Fines could be coming for Eureka Gardens owner

Another round of failed inspections at troubled complex could cost owner


JACKSONVILLE, Fla. – The owner of Eureka Gardens could face fines of up to $500 per violation for units that failed re-inspection this week, city attorneys said.

The residents of the troubled apartment complex are calling for those hefty fines to be levied against the Rev. Richard Hamlet, founder of Global Ministries Foundation, because the condition of dozens of apartments still violate the law.

Tenants have been dealing with mold, crumbling stairways and gas leaks at the complex for months. It's been weeks since a News4Jax investigation helped prompt a city code enforcement sweep that revealed deplorable conditions. Inspectors entered 165 units during the two-day sweep and found violations in 163 of them. Of those, three were tenant violations. The rest were the responsibility of the landlord.

The city began re-inspecting the complex this week and found 37 of 103 units scheduled for re-inspection were still not up to code.
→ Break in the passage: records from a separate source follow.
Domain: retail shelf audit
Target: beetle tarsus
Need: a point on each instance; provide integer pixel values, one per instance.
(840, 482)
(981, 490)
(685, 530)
Thirty-eight units passed inspection Thursday, and their cases were considered closed.

Another 28 units were not inspected, because the tenant was either not home or refused access to inspectors.

The city also noted that 21 stairways failed inspection.


Because Hamlet could face $500 for each violation, if one apartment has three or four violations, Hamlet could be looking at thousands of dollars per apartment.
Residents want the city to hit Hamlet where it hurts.

“He should be fined, heavily fined,” Barbara Everhart said.

Everhart said she’s finally seeing some progress on her roof and on the ground, where contractors are trying to make repairs.

Everhart said the fixes have been a long time coming.

“I called 18 times, 18 times I called to the office and reported this every time,” Everhart said. “And one time, I went and reported it face to face.”

Time is running out for Eureka Gardens property managers, who will soon have attend a special magistrate hearing.

At the hearing, a city attorney sits as a judge and hears evidence from property managers and evidence from the city. The attorney determines how many violations still exist and which ones failed to be fixed by the deadline, which could result in daily rolling civil fines of $500 per violation.

“Hold him to his word. You have to be accountable,” resident Gunean Hooks said. “Everyone is accountable with whatever it is that they do.”

Hooks said her roof has been leaking for the past two years, and every complaint up until now has gone unheeded.

“I'm noticing now that roofs are being repaired, the stairwells are being repaired, and everything that should have been done a long time ago,” Hooks said.

The city is not finished re-inspecting Eureka Gardens. The next round of inspections is scheduled for Monday, which is why the city has yet to schedule the special magistrate hearing. When that hearing occurs, it will be open to the public.